# Humperdink, hump hump hum huh?



## Sam375 (Feb 2, 2009)

OK, so Harry was neutered at an early age, around 4-5 months, still squats to pee, so I ask, WHY IS HE STARTING TO HUMP? He will be 2 years old in October.
He will hump a toy, pillow, or a person in the family, now it's not extreme or all the time. 

So, of course is this just a display of trying to be dominate? He got so excited when my husband came home from work one day that as soon as he was in the door he tried his leg:dance:

I guess catching him right before he does it is the best way to train him not to do it?


----------



## galaxie (Dec 1, 2009)

Sounds like dominance to me!


----------



## Missy (Nov 6, 2006)

There is some thought-- that it is not dominance at all, but play. Sex play at that! but play none the less. My boys are equal opportunity humperdinks! but with each other not with us. We used firm NO's when it came to people.

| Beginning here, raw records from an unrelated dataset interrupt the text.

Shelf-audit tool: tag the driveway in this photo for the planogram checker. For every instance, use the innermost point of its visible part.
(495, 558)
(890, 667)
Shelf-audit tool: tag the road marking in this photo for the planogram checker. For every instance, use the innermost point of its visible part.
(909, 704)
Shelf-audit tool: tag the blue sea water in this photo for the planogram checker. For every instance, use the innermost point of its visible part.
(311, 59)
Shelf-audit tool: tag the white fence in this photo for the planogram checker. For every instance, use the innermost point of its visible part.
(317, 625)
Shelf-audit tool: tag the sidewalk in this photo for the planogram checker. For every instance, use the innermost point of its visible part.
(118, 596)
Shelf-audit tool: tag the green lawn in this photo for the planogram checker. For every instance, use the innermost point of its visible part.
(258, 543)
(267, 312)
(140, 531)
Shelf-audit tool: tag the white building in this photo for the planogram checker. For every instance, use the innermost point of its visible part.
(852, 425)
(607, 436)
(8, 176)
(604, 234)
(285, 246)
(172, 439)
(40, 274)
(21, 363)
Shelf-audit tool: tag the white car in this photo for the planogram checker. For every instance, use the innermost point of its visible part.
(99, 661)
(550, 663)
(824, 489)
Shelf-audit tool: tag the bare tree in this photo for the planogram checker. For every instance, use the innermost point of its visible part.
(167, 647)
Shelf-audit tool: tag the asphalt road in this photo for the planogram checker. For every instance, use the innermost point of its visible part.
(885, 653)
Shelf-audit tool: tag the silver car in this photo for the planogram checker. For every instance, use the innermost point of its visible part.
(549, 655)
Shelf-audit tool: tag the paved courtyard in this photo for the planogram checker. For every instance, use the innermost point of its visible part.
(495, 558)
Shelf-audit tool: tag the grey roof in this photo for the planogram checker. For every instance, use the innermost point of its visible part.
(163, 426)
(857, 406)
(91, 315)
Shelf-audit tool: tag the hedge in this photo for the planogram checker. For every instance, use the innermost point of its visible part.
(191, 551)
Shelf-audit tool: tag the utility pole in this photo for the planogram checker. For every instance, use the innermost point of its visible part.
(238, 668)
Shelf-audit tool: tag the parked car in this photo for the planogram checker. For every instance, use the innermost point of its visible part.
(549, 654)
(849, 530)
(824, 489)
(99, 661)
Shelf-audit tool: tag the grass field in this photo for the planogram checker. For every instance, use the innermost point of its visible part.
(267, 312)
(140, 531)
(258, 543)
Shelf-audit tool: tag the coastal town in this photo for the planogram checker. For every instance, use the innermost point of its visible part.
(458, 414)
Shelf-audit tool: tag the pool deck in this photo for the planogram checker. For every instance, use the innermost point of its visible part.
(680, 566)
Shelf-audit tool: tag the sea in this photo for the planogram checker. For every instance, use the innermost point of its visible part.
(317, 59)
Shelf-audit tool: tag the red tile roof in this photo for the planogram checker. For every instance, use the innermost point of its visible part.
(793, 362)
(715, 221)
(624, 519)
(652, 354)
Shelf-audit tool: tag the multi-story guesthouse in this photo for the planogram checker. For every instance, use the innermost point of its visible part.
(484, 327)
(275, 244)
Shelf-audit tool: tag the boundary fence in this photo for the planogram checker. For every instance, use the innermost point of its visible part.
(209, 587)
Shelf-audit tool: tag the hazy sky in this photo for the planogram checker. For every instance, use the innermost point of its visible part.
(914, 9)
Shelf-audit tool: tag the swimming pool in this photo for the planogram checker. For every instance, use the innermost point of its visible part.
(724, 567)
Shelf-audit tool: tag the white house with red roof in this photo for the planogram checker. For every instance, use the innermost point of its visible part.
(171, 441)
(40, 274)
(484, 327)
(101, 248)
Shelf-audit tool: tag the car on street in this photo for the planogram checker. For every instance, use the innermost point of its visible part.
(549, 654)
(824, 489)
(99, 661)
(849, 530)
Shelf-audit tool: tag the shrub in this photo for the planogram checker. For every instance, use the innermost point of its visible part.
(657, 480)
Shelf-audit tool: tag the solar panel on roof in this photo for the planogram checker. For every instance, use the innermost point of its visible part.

here's an article dave posted

http://www.dogsincanada.com/oh-behave-love-and-mounting

so according to the article, your husband is a playmate


----------



## davetgabby (Dec 29, 2007)

Missy said:


> There is some thought-- that it is not dominance at all, but play. Sex play at that! but play none the less. My boys are equal opportunity humperdinks! but with each other not with us. We used firm NO's when it came to people.
> 
> here's an article dave posted
> 
> ...


Thanks Missy ,you saved me from digging it out again. LOL


----------